To determine whether 17β-estradiol (E2β) induced phosphorylation of the MAPK/ERK1/2, a typical non-genomic estrogen-signaling event, in these two cell lines, we treated cells with E2β at different concentrations and for different time periods. Western blot analysis with a phospho-specific ERK1/2 antibody was performed. Figure 1B shows that E2β elicited ERK phosphorylation in both cell lines in a dos-dependent manner starting at a extreme low concentration, 1 X 10−16 M/L. Time course analysis in MDA-MB-231 cells revealed that ERK phosphorylation occurred within 5 min after E2β application, peaked at 15 min, declined at 30 min and then exhibited another more sustained activation at 60 min. However, this double-peak induction pattern of the MAPK/ERK was not obvious in MDA-MB-436 cells (Figure 1B). Consequently, E2β was also able to induce expression of the growth-promoting genes c-Myc and cyclin D1 in both cell lines (Figure 1C). These results demonstrated that these triple-negative breast cancer cells retained non-genomic estrogen signaling.

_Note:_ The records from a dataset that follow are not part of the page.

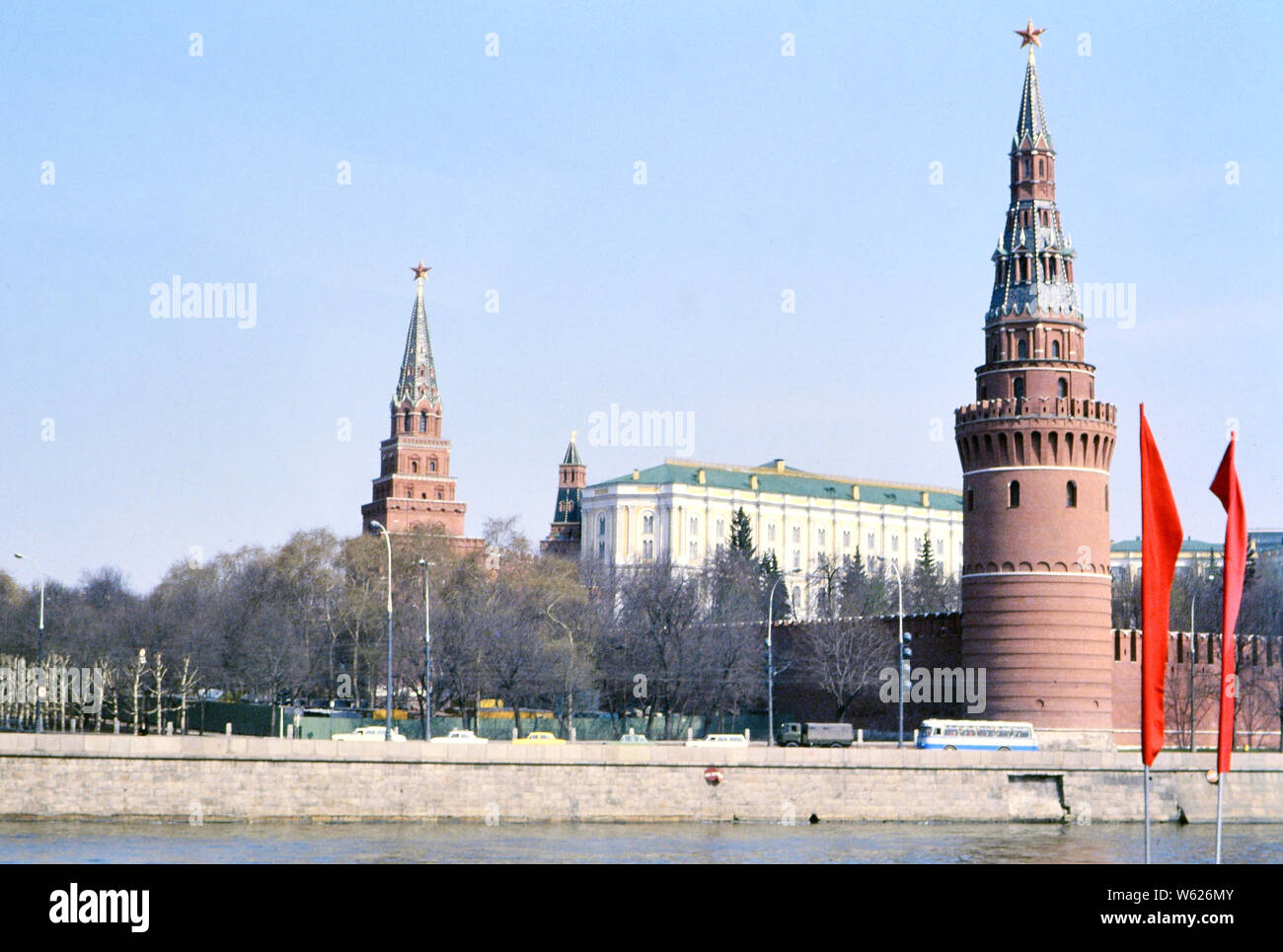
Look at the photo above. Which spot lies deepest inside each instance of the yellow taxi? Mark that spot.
(539, 737)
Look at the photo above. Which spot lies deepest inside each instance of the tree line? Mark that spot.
(306, 623)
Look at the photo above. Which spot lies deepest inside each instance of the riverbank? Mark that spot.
(212, 779)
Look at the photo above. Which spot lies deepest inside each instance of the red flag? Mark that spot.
(1227, 489)
(1160, 545)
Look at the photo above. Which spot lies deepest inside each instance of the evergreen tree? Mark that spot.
(742, 534)
(769, 572)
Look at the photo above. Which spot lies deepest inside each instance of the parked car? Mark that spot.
(461, 737)
(539, 737)
(719, 741)
(371, 734)
(816, 735)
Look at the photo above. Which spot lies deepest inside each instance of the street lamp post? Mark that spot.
(388, 730)
(39, 639)
(899, 640)
(427, 654)
(770, 662)
(1193, 656)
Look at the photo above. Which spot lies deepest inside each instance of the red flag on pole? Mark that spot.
(1160, 545)
(1227, 489)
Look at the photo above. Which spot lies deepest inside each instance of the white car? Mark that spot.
(461, 737)
(371, 734)
(719, 741)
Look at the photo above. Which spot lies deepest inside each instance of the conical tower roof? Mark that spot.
(417, 378)
(1031, 123)
(572, 452)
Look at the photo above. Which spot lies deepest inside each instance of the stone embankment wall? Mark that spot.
(248, 779)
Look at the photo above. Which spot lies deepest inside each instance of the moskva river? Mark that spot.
(38, 842)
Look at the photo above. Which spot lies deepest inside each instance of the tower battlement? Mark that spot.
(1037, 408)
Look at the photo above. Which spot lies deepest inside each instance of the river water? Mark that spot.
(38, 842)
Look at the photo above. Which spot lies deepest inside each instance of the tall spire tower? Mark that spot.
(415, 486)
(1035, 451)
(564, 537)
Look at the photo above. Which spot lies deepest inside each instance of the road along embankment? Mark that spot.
(248, 779)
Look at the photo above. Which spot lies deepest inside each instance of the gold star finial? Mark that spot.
(1029, 37)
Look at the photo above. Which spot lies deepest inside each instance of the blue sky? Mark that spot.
(514, 174)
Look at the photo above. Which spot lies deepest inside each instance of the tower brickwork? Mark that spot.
(1035, 448)
(415, 486)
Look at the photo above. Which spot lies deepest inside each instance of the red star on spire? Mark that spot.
(1029, 35)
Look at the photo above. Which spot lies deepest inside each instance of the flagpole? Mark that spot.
(1220, 790)
(1146, 814)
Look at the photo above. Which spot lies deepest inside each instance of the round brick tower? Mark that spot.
(1035, 451)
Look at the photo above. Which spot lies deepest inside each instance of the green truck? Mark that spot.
(816, 735)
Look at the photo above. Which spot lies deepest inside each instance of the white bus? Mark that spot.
(937, 734)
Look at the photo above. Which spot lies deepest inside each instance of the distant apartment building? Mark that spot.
(681, 511)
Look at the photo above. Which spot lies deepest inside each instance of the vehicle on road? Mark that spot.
(371, 734)
(539, 737)
(816, 734)
(461, 737)
(938, 734)
(719, 741)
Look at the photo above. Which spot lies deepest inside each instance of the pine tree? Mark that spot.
(742, 534)
(769, 571)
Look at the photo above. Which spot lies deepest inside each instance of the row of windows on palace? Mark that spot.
(1014, 496)
(821, 539)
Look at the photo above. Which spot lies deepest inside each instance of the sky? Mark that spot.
(312, 153)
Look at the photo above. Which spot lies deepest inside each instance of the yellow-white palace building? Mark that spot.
(683, 511)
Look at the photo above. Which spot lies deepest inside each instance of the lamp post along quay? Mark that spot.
(388, 729)
(39, 639)
(905, 653)
(427, 653)
(770, 661)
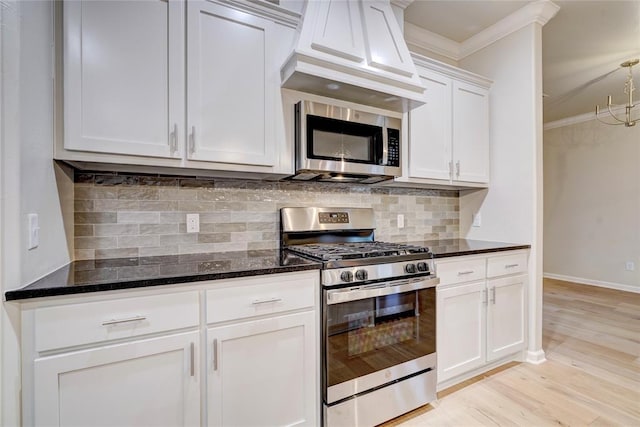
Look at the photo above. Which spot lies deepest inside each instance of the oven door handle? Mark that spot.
(338, 296)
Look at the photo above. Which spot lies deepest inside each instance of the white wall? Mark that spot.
(30, 181)
(511, 209)
(592, 204)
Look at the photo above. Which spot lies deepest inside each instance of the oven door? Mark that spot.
(377, 334)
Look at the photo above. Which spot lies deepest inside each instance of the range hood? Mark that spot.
(354, 51)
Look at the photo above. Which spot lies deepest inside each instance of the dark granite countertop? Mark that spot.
(460, 247)
(126, 273)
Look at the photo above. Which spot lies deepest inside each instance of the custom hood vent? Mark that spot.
(355, 51)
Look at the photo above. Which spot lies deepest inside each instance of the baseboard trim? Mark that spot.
(536, 357)
(590, 282)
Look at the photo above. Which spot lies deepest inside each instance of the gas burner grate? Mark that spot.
(344, 251)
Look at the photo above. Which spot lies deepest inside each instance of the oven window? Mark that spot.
(339, 140)
(368, 335)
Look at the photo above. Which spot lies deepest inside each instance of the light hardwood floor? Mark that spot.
(591, 337)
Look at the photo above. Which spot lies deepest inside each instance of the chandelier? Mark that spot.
(628, 89)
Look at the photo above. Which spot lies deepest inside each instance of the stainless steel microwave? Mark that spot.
(345, 145)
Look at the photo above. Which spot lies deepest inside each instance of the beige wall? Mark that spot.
(592, 204)
(30, 181)
(511, 208)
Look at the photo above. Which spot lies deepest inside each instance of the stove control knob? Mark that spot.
(361, 274)
(422, 266)
(346, 276)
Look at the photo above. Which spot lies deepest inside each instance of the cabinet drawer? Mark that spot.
(253, 297)
(92, 322)
(460, 271)
(507, 264)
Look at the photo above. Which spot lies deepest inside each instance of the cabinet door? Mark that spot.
(505, 316)
(461, 336)
(150, 382)
(470, 133)
(264, 372)
(430, 130)
(231, 92)
(123, 77)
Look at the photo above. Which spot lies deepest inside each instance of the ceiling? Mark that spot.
(582, 46)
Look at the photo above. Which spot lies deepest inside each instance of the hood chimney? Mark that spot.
(353, 50)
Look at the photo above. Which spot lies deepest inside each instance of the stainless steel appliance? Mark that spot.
(378, 315)
(345, 145)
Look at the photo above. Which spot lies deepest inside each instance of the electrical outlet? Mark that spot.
(34, 231)
(400, 221)
(193, 223)
(477, 220)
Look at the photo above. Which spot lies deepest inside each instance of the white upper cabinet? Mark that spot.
(430, 131)
(448, 141)
(231, 90)
(194, 85)
(470, 132)
(122, 77)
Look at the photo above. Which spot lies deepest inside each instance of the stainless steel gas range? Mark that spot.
(378, 315)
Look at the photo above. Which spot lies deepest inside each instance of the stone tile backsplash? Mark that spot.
(121, 215)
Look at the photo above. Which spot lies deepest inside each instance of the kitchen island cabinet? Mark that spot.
(220, 60)
(481, 313)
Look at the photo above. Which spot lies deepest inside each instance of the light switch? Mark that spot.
(193, 223)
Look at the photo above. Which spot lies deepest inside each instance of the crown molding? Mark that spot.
(581, 118)
(402, 3)
(433, 42)
(539, 12)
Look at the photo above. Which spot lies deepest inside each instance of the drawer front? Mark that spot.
(92, 322)
(266, 295)
(461, 271)
(507, 264)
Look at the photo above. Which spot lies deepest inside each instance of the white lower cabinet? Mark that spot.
(479, 320)
(150, 382)
(137, 357)
(461, 329)
(505, 316)
(259, 372)
(262, 362)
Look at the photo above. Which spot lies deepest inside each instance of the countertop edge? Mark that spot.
(18, 295)
(481, 251)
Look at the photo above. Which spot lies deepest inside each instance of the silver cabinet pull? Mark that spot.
(266, 301)
(192, 140)
(193, 359)
(215, 354)
(127, 320)
(173, 142)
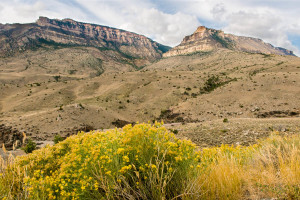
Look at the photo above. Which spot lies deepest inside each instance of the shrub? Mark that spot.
(30, 146)
(139, 162)
(58, 139)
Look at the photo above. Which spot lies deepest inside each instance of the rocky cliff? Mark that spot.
(19, 37)
(205, 39)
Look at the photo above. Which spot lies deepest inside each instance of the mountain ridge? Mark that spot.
(19, 37)
(207, 39)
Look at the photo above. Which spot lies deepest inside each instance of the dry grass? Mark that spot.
(269, 169)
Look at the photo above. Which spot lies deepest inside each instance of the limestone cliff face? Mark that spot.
(205, 39)
(21, 36)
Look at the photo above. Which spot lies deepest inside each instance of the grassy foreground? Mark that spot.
(147, 162)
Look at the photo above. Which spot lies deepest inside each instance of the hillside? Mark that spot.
(57, 88)
(115, 46)
(206, 39)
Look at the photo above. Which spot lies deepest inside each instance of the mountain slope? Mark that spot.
(205, 39)
(16, 37)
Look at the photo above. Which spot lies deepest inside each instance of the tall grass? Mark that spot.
(147, 162)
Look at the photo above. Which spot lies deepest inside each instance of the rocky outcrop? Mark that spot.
(205, 39)
(18, 37)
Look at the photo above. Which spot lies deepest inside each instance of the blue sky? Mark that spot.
(168, 21)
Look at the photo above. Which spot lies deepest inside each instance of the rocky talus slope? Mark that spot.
(19, 37)
(206, 39)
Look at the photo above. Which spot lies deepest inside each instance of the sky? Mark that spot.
(168, 21)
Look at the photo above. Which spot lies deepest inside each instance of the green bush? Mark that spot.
(58, 139)
(30, 146)
(139, 162)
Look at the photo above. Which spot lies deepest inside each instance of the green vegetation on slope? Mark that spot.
(147, 162)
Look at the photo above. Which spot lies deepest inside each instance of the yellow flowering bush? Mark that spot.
(144, 161)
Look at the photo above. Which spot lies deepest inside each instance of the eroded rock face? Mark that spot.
(205, 39)
(15, 37)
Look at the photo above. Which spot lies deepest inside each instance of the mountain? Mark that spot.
(58, 77)
(206, 39)
(19, 37)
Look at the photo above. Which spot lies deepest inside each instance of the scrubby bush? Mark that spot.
(140, 162)
(147, 162)
(58, 139)
(30, 146)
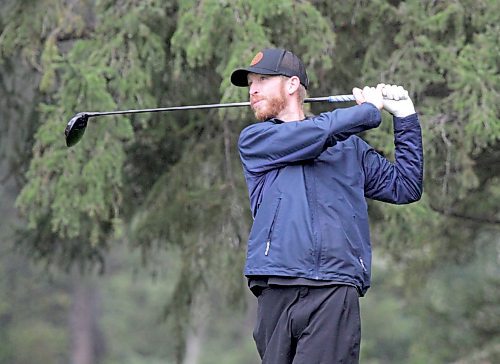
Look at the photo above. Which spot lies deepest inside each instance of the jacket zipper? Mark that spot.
(275, 217)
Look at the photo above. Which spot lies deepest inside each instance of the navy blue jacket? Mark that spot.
(307, 182)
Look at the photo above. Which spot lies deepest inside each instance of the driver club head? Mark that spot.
(75, 129)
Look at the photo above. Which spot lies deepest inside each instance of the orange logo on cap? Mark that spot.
(257, 58)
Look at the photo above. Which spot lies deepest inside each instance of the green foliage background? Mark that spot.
(171, 183)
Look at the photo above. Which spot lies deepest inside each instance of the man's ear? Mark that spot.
(293, 84)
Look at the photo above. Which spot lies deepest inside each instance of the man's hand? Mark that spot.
(372, 95)
(397, 101)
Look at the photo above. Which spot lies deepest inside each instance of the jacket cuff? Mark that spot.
(408, 122)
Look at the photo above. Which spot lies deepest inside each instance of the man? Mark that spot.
(309, 253)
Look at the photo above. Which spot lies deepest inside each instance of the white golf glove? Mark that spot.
(397, 101)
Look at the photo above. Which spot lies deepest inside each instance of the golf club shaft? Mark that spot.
(336, 98)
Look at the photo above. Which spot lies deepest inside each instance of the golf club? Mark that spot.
(76, 126)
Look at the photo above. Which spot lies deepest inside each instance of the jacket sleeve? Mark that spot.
(400, 181)
(267, 145)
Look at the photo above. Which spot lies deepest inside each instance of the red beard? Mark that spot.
(270, 107)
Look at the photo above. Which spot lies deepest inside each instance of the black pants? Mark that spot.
(308, 325)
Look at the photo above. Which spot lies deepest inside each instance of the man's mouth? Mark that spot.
(254, 102)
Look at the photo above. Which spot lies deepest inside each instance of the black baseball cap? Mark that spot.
(272, 61)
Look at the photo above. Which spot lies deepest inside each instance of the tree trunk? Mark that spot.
(86, 338)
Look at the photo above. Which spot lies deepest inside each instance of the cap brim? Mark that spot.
(239, 77)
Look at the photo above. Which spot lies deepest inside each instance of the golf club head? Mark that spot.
(75, 129)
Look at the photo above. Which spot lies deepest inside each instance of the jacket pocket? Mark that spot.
(271, 228)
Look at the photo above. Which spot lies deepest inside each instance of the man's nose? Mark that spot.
(252, 89)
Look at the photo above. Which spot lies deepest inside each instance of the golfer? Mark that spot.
(309, 253)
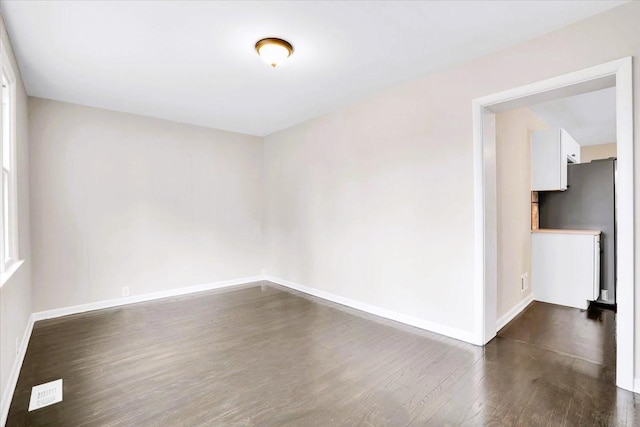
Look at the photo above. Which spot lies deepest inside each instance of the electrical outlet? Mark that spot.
(524, 282)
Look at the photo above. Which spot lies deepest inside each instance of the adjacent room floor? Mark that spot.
(264, 355)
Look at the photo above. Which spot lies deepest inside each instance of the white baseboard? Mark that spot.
(12, 381)
(511, 314)
(75, 309)
(438, 328)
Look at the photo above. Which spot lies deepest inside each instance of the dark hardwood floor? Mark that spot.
(265, 356)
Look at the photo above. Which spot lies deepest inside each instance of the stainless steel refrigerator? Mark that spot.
(587, 204)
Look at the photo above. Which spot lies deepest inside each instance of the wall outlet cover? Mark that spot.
(45, 394)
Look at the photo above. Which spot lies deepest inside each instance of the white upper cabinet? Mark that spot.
(551, 151)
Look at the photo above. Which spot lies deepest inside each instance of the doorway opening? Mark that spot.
(616, 74)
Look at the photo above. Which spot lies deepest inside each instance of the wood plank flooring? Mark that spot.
(261, 355)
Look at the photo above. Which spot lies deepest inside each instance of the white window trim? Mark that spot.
(8, 268)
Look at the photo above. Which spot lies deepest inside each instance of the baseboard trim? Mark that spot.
(7, 395)
(455, 333)
(82, 308)
(511, 314)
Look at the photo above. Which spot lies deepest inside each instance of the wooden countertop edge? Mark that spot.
(558, 231)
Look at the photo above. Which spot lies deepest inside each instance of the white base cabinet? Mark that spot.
(565, 266)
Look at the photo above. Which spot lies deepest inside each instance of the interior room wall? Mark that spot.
(374, 202)
(513, 193)
(120, 200)
(595, 152)
(15, 294)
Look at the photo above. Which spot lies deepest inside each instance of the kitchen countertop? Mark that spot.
(559, 231)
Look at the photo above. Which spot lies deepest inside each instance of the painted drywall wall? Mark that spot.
(513, 194)
(595, 152)
(15, 294)
(120, 200)
(375, 201)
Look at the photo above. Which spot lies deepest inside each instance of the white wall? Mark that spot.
(122, 200)
(15, 294)
(600, 151)
(375, 201)
(513, 192)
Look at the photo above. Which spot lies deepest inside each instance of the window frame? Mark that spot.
(11, 259)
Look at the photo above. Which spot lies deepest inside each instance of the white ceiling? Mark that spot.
(590, 118)
(194, 61)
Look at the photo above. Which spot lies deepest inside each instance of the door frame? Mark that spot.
(485, 204)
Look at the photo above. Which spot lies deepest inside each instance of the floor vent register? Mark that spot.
(45, 394)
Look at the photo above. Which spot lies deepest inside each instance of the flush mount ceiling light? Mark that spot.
(274, 51)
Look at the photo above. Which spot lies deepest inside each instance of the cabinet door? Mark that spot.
(548, 161)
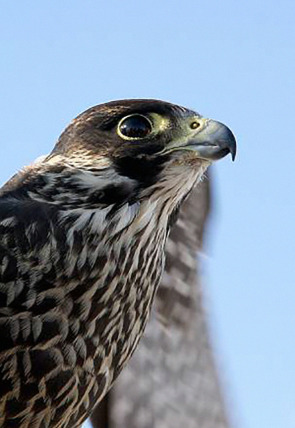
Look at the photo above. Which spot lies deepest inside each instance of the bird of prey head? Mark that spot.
(82, 250)
(142, 142)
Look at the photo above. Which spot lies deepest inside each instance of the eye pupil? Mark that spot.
(195, 125)
(135, 126)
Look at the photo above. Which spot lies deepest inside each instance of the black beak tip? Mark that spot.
(233, 151)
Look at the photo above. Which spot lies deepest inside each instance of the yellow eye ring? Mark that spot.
(194, 125)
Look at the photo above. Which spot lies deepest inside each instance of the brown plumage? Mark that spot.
(82, 243)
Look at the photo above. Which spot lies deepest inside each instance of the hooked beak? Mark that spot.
(213, 141)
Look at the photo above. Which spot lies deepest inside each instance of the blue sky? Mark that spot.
(230, 60)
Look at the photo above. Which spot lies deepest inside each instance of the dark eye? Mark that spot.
(135, 126)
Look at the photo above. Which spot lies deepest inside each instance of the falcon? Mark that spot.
(82, 238)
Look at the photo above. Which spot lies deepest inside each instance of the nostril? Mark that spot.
(194, 125)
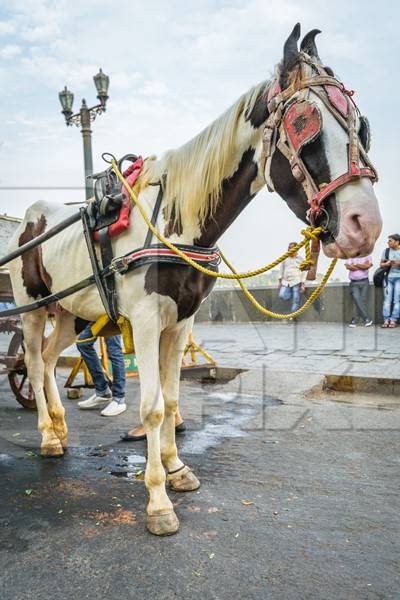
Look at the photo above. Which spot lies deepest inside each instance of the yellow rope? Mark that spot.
(311, 233)
(296, 313)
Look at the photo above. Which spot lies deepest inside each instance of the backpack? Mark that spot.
(381, 273)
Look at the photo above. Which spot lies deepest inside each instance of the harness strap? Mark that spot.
(97, 274)
(109, 282)
(154, 216)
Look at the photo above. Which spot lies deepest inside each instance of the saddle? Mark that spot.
(105, 217)
(111, 207)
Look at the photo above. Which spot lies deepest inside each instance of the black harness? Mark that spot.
(98, 216)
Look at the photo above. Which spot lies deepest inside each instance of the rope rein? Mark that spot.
(309, 234)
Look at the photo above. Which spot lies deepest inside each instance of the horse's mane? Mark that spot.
(195, 171)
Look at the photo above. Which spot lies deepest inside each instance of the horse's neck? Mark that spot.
(241, 186)
(237, 191)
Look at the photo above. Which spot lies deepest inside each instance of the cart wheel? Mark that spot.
(18, 376)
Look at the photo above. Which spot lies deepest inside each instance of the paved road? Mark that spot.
(299, 496)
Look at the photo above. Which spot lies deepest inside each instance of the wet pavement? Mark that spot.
(299, 495)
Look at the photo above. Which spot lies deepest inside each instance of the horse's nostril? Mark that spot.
(355, 223)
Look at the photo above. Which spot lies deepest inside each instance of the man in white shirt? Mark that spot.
(291, 279)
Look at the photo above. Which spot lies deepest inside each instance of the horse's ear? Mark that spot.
(308, 44)
(290, 54)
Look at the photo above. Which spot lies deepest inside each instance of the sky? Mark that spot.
(174, 67)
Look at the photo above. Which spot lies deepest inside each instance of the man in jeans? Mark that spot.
(359, 288)
(391, 302)
(112, 401)
(291, 279)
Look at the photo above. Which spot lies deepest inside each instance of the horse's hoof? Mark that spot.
(52, 449)
(183, 481)
(163, 523)
(64, 442)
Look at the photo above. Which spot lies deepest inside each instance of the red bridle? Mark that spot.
(295, 121)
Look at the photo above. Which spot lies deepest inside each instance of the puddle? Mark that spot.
(227, 424)
(132, 467)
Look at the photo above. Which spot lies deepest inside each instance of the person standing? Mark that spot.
(292, 279)
(111, 400)
(359, 288)
(391, 301)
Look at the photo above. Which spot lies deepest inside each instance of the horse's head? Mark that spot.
(315, 151)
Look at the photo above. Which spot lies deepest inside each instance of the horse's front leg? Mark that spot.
(161, 518)
(172, 345)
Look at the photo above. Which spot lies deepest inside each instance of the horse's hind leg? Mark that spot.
(173, 342)
(33, 325)
(161, 518)
(60, 338)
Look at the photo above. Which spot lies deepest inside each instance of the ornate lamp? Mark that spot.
(66, 99)
(101, 81)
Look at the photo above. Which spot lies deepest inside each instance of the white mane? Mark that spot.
(195, 171)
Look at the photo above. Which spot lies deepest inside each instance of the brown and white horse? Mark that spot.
(209, 181)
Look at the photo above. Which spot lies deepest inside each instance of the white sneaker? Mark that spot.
(113, 409)
(94, 401)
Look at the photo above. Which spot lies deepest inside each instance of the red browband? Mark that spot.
(354, 173)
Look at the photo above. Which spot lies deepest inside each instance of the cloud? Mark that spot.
(6, 27)
(154, 88)
(174, 67)
(10, 51)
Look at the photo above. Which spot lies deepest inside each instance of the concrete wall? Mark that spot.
(334, 305)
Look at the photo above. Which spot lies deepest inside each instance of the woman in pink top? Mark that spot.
(359, 287)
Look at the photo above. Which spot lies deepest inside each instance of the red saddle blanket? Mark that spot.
(131, 174)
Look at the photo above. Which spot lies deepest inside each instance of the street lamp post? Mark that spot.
(84, 118)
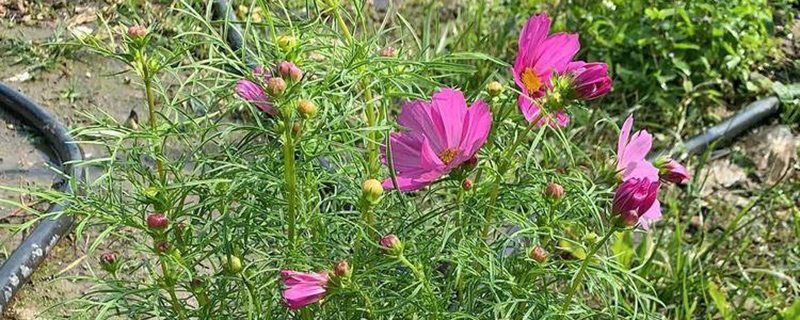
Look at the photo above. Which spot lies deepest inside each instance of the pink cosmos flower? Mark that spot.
(631, 153)
(539, 57)
(589, 80)
(443, 133)
(634, 201)
(253, 93)
(302, 289)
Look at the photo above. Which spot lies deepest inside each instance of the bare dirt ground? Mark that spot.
(84, 83)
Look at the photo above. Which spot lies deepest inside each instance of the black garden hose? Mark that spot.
(17, 269)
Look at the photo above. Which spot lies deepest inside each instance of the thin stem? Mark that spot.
(421, 278)
(289, 172)
(151, 108)
(368, 216)
(504, 166)
(582, 270)
(176, 306)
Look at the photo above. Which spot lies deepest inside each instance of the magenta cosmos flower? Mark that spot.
(539, 57)
(443, 133)
(635, 200)
(253, 93)
(589, 80)
(302, 289)
(631, 153)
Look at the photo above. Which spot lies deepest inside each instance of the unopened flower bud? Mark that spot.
(342, 269)
(137, 31)
(162, 246)
(306, 109)
(108, 261)
(372, 190)
(296, 74)
(467, 184)
(494, 88)
(276, 86)
(234, 264)
(538, 254)
(388, 52)
(391, 244)
(157, 221)
(554, 191)
(287, 43)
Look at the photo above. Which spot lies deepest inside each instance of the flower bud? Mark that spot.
(391, 244)
(285, 68)
(137, 31)
(287, 43)
(467, 184)
(163, 246)
(342, 269)
(157, 221)
(388, 52)
(234, 264)
(371, 190)
(306, 109)
(538, 254)
(554, 191)
(276, 86)
(296, 74)
(494, 88)
(672, 171)
(109, 262)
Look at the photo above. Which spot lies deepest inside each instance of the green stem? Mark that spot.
(582, 270)
(289, 172)
(421, 278)
(368, 216)
(504, 166)
(151, 108)
(176, 306)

We then decided to determine if estrogen stimulates proliferation of these triple-negative breast cancer cells. Since these triple-negative breast cancer cells express high levels of EGFR, which makes these cells proliferate at a near-maximal rate in serum-supplemented medium, the stimulating effects of estrogen-signaling on proliferation of these cells are most time too subtle to detect in vitro in the presence of 10-5% fetal calf serum (Friedl and Jordan, 1994; Rai et al., 2005). To alleviate this problem, we devised a new strategy by reducing charcoal-stripped fetal calf serum concentration from 10% to 2.5% and increased estrogen treatment time to 12 days. As shown in Figure 1D, the cells treated with E2β exhibited a significantly increased growth rate compared with cells treated with vehicle (Figure 1D). Our data thus demonstrated that mitogenic estrogen signaling stimulates proliferation of these ER-negative breast cancer cells.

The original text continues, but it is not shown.